Robin Klein, venture partner at Index and founder of the Accelerator Group, was part of a four-strong panel discussing the emergence of ‘challenger brands’ in how consumers manage money, and is firm in his belief that the sector needs to modernise.
Also in attendance was Errol Damelin, founder and CEO of short-term lending platform Wonga, a business that has been built on the back of more than £100 million worth of venture capital funding and recently announced its intention to begin lending to small businesses.
Taavet Hinrikus, co-founder of money transfer platform TransferWise, and Samir Desai, CEO and co-founder of peer-to-peer lending service Funding Circle, completed the line-up at the Modern Money event.
With all four panelists involved in the entrepreneurial side of the financial services sector, they debated the future that the likes of Wonga and Funding Circle can have alongside the traditional high street banks.
The Albion Society event was hosted by digital agency Albion London, and is a quarterly breakfast meeting bringing together commentators, markets and entrepreneurs to discuss prevalent issues. The panel discussion was hosted in Shoreditch, East London, the base for a number of start-up financial services businesses.
Wonga’s Damelin was quick to point out that the financial services sector can be ‘quite technical’ at the best of times, but is primarily about giving consumers what they want.
For businesses like Funding Circle to compete and succeed against the bigger banks and achieve a re-imagination of the market, Klein and Damelin believe that regulation needs to change and become better at recognising the kind of entrepreneurial-led businesses that have emerged in recent years.
Klein says, ‘There is no question that [regulation] needs to change, it doesn’t work.
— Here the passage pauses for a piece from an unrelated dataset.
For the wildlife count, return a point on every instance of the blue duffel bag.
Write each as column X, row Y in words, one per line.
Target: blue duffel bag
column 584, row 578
And the additional frustration is that regulation changes happen slowly.’
For Damelin, the government and regulatory powers that be need to stop ‘looking in the rearview mirror’ and move away from modelling current regulation changes on events that happened in 2006 and 2007.
Desai says that he and Funding Circle want to see new framework brought in which will legitimise the new social lending/peer-to-peer lending services that now exist to encourage more people to use the system.
The four panelists were united in their view that to stay ahead of the banks, and maintain a first-mover advantage, constant innovation is going to be needed.